I’ve read quite a few blog posts lately regarding software estimates. Should we estimate epics, stories and tasks or not? Are estimates useful to software development teams or are they a waste of time? Do estimates add value to the development process or are they inaccurate and misleading?
As is often the case, the answers depend on your context. For example, an experienced team working in a familiar environment will find it easy to accurately estimate new epics, stories and tasks. A less experienced team working in an unfamiliar environment will have a difficult time estimating anything reliably.
Are estimates worth the effort?
If a development team’s estimates are unreliable, is it worth the effort? Yes and no. It may be worthwhile as a learning experience if nothing else. The team needs to have some idea of how complex new stories are. However, it’s probably not worth it from a business planning perspective. Businesses need accurate information to operate successfully.

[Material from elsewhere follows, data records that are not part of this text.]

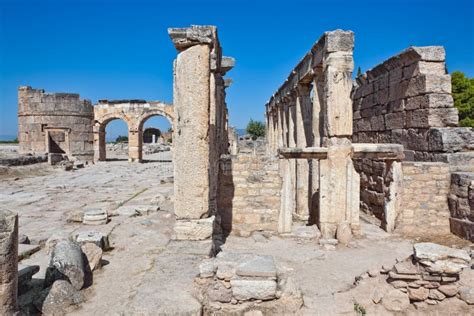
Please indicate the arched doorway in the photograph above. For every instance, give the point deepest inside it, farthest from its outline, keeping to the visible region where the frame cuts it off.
(156, 130)
(112, 135)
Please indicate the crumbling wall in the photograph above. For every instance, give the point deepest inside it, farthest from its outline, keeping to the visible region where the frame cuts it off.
(407, 100)
(39, 112)
(461, 204)
(424, 203)
(200, 135)
(249, 193)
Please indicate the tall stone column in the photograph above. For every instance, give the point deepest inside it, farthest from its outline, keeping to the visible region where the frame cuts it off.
(8, 262)
(337, 172)
(99, 144)
(303, 139)
(135, 142)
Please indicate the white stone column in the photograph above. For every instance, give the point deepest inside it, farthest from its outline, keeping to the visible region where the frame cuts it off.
(303, 139)
(8, 262)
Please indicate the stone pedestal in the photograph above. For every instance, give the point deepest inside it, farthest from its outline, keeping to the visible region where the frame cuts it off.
(135, 140)
(8, 262)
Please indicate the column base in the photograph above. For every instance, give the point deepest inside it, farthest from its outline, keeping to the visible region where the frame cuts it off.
(194, 229)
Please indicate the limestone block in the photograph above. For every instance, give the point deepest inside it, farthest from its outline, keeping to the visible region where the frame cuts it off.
(441, 259)
(259, 266)
(451, 139)
(9, 262)
(244, 290)
(199, 229)
(395, 120)
(191, 103)
(66, 262)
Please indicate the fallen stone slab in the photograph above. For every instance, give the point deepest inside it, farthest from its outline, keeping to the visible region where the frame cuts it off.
(25, 274)
(200, 229)
(441, 259)
(98, 238)
(66, 262)
(95, 217)
(244, 290)
(93, 254)
(59, 299)
(259, 266)
(25, 250)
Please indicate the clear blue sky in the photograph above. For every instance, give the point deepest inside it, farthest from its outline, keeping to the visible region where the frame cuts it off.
(111, 49)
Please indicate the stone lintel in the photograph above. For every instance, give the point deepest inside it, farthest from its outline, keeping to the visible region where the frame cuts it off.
(227, 63)
(378, 151)
(375, 151)
(184, 38)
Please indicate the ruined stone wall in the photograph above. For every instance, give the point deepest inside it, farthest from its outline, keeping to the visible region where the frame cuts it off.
(407, 100)
(39, 111)
(461, 204)
(425, 203)
(249, 193)
(400, 100)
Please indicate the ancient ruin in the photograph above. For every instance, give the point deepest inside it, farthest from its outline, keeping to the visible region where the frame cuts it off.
(338, 210)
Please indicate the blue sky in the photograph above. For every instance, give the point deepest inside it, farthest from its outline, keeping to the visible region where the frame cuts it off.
(117, 49)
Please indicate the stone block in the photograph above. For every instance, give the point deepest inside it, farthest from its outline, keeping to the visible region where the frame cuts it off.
(259, 266)
(199, 229)
(244, 290)
(451, 139)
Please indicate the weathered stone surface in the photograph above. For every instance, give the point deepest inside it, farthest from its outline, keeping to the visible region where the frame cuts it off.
(405, 267)
(467, 294)
(396, 301)
(219, 293)
(25, 273)
(66, 262)
(436, 295)
(95, 217)
(419, 294)
(245, 290)
(9, 262)
(449, 289)
(259, 266)
(451, 139)
(441, 259)
(199, 229)
(207, 268)
(184, 38)
(93, 254)
(98, 238)
(60, 298)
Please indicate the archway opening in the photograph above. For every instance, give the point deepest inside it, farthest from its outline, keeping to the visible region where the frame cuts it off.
(116, 139)
(157, 136)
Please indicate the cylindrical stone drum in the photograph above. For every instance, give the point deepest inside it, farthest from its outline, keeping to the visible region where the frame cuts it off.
(8, 262)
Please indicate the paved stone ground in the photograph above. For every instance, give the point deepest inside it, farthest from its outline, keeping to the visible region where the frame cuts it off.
(146, 273)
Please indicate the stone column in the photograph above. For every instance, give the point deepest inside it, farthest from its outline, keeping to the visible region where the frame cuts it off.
(8, 262)
(337, 173)
(99, 144)
(135, 142)
(191, 154)
(303, 139)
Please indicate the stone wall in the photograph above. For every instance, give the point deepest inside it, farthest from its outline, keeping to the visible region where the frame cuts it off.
(399, 101)
(461, 204)
(424, 198)
(66, 118)
(249, 193)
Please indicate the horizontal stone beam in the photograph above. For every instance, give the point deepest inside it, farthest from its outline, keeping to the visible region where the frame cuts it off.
(184, 38)
(303, 153)
(378, 151)
(374, 151)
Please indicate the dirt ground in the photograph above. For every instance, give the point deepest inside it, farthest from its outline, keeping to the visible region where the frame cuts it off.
(147, 273)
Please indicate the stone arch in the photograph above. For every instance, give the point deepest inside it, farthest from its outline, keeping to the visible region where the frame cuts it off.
(100, 125)
(141, 122)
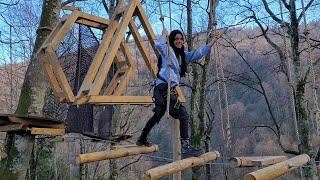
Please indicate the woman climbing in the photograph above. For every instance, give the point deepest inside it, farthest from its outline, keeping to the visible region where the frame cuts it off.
(172, 65)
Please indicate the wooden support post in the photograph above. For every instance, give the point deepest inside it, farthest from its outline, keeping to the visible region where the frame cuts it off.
(279, 169)
(257, 160)
(177, 166)
(176, 146)
(117, 153)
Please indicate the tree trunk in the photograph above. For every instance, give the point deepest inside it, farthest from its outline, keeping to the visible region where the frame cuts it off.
(300, 102)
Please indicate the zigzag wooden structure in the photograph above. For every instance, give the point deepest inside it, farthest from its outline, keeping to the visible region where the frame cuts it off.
(90, 92)
(107, 53)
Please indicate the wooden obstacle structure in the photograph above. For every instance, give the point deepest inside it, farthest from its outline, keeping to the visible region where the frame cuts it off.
(259, 161)
(278, 169)
(108, 52)
(117, 153)
(30, 124)
(178, 166)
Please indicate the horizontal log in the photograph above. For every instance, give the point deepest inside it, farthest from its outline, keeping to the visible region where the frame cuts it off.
(47, 131)
(178, 166)
(278, 169)
(117, 153)
(250, 161)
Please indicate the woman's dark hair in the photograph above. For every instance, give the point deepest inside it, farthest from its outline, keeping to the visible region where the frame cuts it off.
(178, 51)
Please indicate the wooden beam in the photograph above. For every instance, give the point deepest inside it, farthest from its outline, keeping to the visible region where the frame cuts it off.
(120, 100)
(52, 34)
(94, 18)
(178, 166)
(278, 169)
(11, 127)
(91, 24)
(61, 77)
(267, 161)
(117, 153)
(98, 58)
(112, 50)
(58, 38)
(52, 78)
(47, 131)
(36, 122)
(251, 161)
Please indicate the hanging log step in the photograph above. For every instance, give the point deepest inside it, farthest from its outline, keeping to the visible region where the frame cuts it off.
(278, 169)
(117, 153)
(251, 161)
(178, 166)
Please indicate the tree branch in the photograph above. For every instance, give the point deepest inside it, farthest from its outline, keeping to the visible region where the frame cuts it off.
(272, 15)
(305, 9)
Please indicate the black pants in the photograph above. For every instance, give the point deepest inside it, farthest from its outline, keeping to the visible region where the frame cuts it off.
(177, 111)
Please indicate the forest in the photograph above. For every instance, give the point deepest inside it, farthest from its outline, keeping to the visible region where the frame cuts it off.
(255, 94)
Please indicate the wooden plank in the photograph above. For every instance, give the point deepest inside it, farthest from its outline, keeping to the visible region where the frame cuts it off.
(93, 18)
(58, 38)
(147, 27)
(36, 122)
(47, 131)
(178, 166)
(11, 127)
(269, 160)
(52, 78)
(111, 52)
(278, 169)
(53, 33)
(58, 71)
(121, 100)
(98, 58)
(117, 153)
(91, 24)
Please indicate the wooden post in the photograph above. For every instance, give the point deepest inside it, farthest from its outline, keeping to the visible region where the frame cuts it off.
(279, 169)
(176, 146)
(257, 160)
(177, 166)
(117, 153)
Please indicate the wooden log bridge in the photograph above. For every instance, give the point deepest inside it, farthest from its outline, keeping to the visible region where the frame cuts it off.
(251, 161)
(116, 153)
(278, 169)
(178, 166)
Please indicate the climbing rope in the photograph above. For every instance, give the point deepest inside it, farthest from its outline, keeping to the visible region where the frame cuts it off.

Let’s look at this from a different perspective. I think we can agree that small activities are easier to estimate than larger ones. For example, if I ask you how long it will take to add a confirmation dialog box to a web form, your answer will likely be very precise. If I ask you how long it will take to create a complex database query and display the results, your answer will likely be less precise.
Keep user stories small and simple.
So, perhaps the real issue isn’t whether to estimate or not. Perhaps we need to think about what’s being estimated and how the estimate is being delivered. If you want your estimates to be reliable, your best bet is to derive stories that are small. In fact, if the stories are small enough, why bother to estimate them at all?
I recommend getting your sprint backlog stories down to one or two days of work. If you have 10 stories, you’re in the range of 10-20 days with 15 being the most likely. Want to be more accurate? Ten stories that are each 4-8 hours of work amount to 5-10 days in total with 7.5 being most likely. Worst case? You’re a couple of days late rather than a week or more.
By keeping user stories small and simple, estimates add little value. Some will argue that estimates are needed to derive a final delivery date for the project. Not true! The business establishes the delivery date. The software development team does the best it can to complete as many stories as possible within the time allowed. That’s how agile software development is supposed to work.